Payday 2 – Recensione

payday 3 starbreeze studios overkill software

Strano gioco, questo Payday 2, capace di passare in un amen da action-stealth validissimo a FPS più che mediocre. D’altronde, lo sviluppatore non ha mai fatto mistero di aver pensato questo titolo con in mente un ben chiaro schema, fatto di pianificazione, azione silenziosa e capacità di adattamento. Dopotutto, anche nella vita reale le rapine meglio riuscite della storia sono proprio quelle che passano inosservate, e che vengono scoperte quando gli autori sono ormai “uccel di bosco” e si sono già spartiti beatamente il malloppo.

Payday 2 è a tutti gli effetti il segiuto di Payday: The Heist, un titolo uscito nel 2011 e che portava le dinamiche di Left 4 Dead in campo malavitoso. Questo seguito, partorito sempre da Overkill Software, mantiene le medesime premesse ma raffina in modo importante tutta l’impalcatura, tanto da riuscire a imporre con piglio la propria personalità sul predecessore, nonostante alcuni difetti siano rimasti immutati. In sostanza, ai giocatori viene chiesto di portare a termine tutta una serie di missioni dagli obiettivi non proprio eticamente cristallini, poco importa che sia rubare un quadro o svuotare il caveau di una banca. Ho parlato di giocatori (al plurale) perché Payday 2 è chiaramente un titolo che deve essere vissuto assieme ad altri tre compagni umani, visto che il meglio di sé lo concede al momento in cui ognuno riesce a fare la sua parte nel colpo. Certo, c’è sempre la possibilità di demandare alla CPU il compito di gestire gli altri tre membri della banda, ma l’Intelligenza Artificiale che li governa è talmente oscena che il divertimento lascerebbe in fretta il posto alla frustrazione, quindi scordatevelo.

Come detto, Payday 2 regala le soddisfazioni più grandi quando si riesce ad approcciare un colpo in totale modalità stealth. In quel caso, le opzioni a disposizione della banda sono molteplici e il gioco di gruppo e l’affiatamento possono esaltare parecchio. Va detto, tuttavia, che portare a segno una rapina senza che nessuno ci veda o senza che scatti qualche allarme richiede un tasso di affiatamento elevatissimo, quasi quanto la probabilità che qualcosa vada storto. In quel caso, il colpo può riuscire comunque, ma l’arrivo di squadre di poliziotti e SWAT sempre più inferocite trasforma Payday 2 in uno sparatutto a ondate non proprio riuscitissimo, più che altro perché l’Intelligenza Artificiale che regola il comportamento nemico non fa molto di più che affondare la lama a testa bassa, contanto più sulla quantità degli uomini che sulla qualità dell’azione. Oltretutto, riprovare in caso di fallimento ci porta sì alla stessa mappa base, ma con la randomizzazione di alcuni elementi anche non secondari da valutare in fase di pianificazione, come ad esempio la posizione delle telecamere di sicurezza, piuttosto che la presenza in loco delle guardie.

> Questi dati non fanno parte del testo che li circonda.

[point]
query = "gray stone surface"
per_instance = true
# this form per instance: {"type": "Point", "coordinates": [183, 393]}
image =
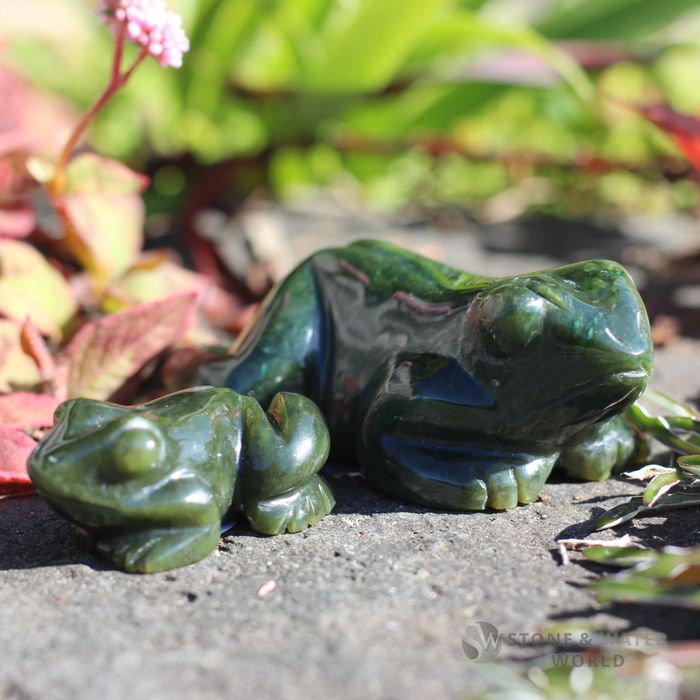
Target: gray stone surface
{"type": "Point", "coordinates": [370, 603]}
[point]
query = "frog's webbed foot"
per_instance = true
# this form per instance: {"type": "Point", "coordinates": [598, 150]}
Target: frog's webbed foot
{"type": "Point", "coordinates": [414, 441]}
{"type": "Point", "coordinates": [455, 476]}
{"type": "Point", "coordinates": [601, 450]}
{"type": "Point", "coordinates": [293, 511]}
{"type": "Point", "coordinates": [149, 551]}
{"type": "Point", "coordinates": [285, 448]}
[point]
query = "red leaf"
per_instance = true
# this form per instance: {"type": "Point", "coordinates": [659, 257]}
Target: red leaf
{"type": "Point", "coordinates": [684, 130]}
{"type": "Point", "coordinates": [102, 215]}
{"type": "Point", "coordinates": [15, 448]}
{"type": "Point", "coordinates": [31, 120]}
{"type": "Point", "coordinates": [33, 345]}
{"type": "Point", "coordinates": [22, 409]}
{"type": "Point", "coordinates": [105, 353]}
{"type": "Point", "coordinates": [17, 222]}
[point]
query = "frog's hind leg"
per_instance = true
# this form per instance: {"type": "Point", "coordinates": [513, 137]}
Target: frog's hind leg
{"type": "Point", "coordinates": [283, 349]}
{"type": "Point", "coordinates": [415, 446]}
{"type": "Point", "coordinates": [284, 450]}
{"type": "Point", "coordinates": [601, 450]}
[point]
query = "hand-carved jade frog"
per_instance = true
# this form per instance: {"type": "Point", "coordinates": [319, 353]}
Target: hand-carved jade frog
{"type": "Point", "coordinates": [451, 389]}
{"type": "Point", "coordinates": [448, 389]}
{"type": "Point", "coordinates": [148, 486]}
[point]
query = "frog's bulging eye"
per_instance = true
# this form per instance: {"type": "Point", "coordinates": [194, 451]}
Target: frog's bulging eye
{"type": "Point", "coordinates": [138, 450]}
{"type": "Point", "coordinates": [510, 319]}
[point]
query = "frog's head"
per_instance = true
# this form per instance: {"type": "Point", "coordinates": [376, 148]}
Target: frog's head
{"type": "Point", "coordinates": [106, 466]}
{"type": "Point", "coordinates": [560, 349]}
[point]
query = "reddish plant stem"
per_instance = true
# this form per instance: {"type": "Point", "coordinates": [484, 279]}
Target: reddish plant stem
{"type": "Point", "coordinates": [117, 80]}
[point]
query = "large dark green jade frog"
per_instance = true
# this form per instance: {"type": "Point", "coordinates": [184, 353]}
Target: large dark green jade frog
{"type": "Point", "coordinates": [447, 388]}
{"type": "Point", "coordinates": [149, 486]}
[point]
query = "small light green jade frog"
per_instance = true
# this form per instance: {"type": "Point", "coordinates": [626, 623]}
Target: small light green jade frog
{"type": "Point", "coordinates": [448, 389]}
{"type": "Point", "coordinates": [149, 486]}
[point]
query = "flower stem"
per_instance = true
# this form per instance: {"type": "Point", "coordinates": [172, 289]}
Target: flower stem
{"type": "Point", "coordinates": [117, 80]}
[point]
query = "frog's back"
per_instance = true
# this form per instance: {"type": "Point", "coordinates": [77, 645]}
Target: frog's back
{"type": "Point", "coordinates": [384, 269]}
{"type": "Point", "coordinates": [379, 300]}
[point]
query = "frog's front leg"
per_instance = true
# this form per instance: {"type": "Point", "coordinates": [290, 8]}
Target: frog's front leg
{"type": "Point", "coordinates": [283, 451]}
{"type": "Point", "coordinates": [601, 450]}
{"type": "Point", "coordinates": [418, 440]}
{"type": "Point", "coordinates": [149, 551]}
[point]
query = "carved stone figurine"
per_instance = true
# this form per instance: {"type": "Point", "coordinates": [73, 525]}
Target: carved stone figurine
{"type": "Point", "coordinates": [448, 389]}
{"type": "Point", "coordinates": [148, 486]}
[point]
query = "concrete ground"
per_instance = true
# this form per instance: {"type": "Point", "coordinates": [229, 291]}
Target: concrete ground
{"type": "Point", "coordinates": [370, 603]}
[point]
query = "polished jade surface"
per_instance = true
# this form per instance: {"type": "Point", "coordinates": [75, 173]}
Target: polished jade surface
{"type": "Point", "coordinates": [450, 389]}
{"type": "Point", "coordinates": [148, 487]}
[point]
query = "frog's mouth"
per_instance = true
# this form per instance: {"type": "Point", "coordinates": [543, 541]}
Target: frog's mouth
{"type": "Point", "coordinates": [147, 505]}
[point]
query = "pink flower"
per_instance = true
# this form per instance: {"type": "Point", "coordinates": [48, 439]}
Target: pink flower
{"type": "Point", "coordinates": [149, 24]}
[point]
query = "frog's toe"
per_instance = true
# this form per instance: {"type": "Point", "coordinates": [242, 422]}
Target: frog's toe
{"type": "Point", "coordinates": [520, 483]}
{"type": "Point", "coordinates": [292, 511]}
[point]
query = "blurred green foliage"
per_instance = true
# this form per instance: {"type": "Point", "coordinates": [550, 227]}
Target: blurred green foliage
{"type": "Point", "coordinates": [480, 103]}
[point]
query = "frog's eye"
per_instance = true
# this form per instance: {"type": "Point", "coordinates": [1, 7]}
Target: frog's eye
{"type": "Point", "coordinates": [139, 449]}
{"type": "Point", "coordinates": [510, 319]}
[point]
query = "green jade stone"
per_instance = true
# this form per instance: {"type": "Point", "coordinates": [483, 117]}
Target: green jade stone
{"type": "Point", "coordinates": [449, 389]}
{"type": "Point", "coordinates": [148, 487]}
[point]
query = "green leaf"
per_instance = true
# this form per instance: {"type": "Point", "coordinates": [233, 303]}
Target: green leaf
{"type": "Point", "coordinates": [465, 33]}
{"type": "Point", "coordinates": [668, 577]}
{"type": "Point", "coordinates": [615, 20]}
{"type": "Point", "coordinates": [30, 286]}
{"type": "Point", "coordinates": [363, 44]}
{"type": "Point", "coordinates": [690, 464]}
{"type": "Point", "coordinates": [620, 514]}
{"type": "Point", "coordinates": [658, 486]}
{"type": "Point", "coordinates": [618, 556]}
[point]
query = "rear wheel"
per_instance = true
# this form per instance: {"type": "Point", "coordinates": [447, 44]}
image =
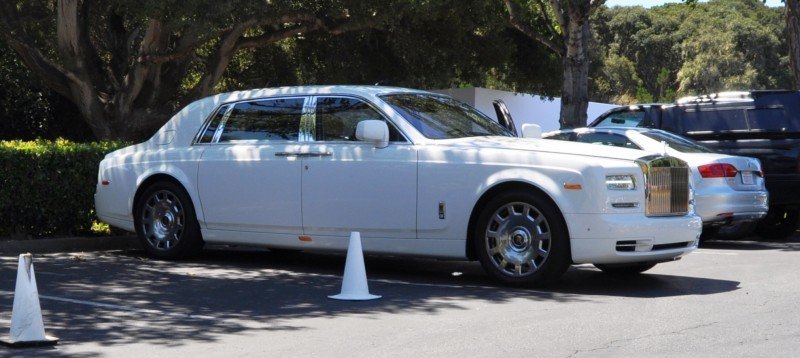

Rispetto a The Heist, Payday 2 ha dalla sua la grande possibilità di plasmare in profondità il nostro alter ego digitale. Le specializzazioni sono quattro e ciascuna di esse è distinta da ben diciannove abilità, che possono essere sbloccate nel tempo, sfruttando il frutto delle rapine. La cosa bella è che non ci sono limiti di sorta, visto che i talenti si possono attivare liberamente, saltando di palo in frasca e creando – di fatto – una multiclasse su misura. Peraltro, qualora il risultato non sia di nostro gradimento, in cambio di un congruo quantitativo di denaro si possono ridistribuire a piacere i Punti Abilità spesi fino a quel momento. Armi, giubbotti antirpoiettile e risorse tattiche vanno invece gestiti in un inventario a parte, elevando ulteriormente le combinazioni possibili. In agginuta, per tutti coloro che amano fare i buffoncelli, si possono editare e modificare le maschere da indossare durante le rapine… roba da matti!

Due parole conclusive sull’aspetto grafico. Payday 2 non passerà alla storia come fulgido esempio di come si possa sfruttare l’hardware delle console ora sul mercato, men che meno di un PC ultrapompato. Tuttavia, proprio come nel caso di Dark Souls (per fare un paragone un po’ azzardato), il titolo di Overkill rappresenta uno di quei titoli in cui la questione tecnica passa in secondo piano, sopravanzata nettamente da sfumature di gameplay sfiziose e a tratti perfino originali, almeno fino a quando non si fa scattare il primo allarme e i proiettili cominciano a fischiare nell’aria. A voler ben vedere, il fatto tecnico meglio riuscito è incarnato nella colonna sonora, a opera dello stesso Simon Viklund che già aveva musicato The Heist, oltre che Bionic Commando: Rearmed.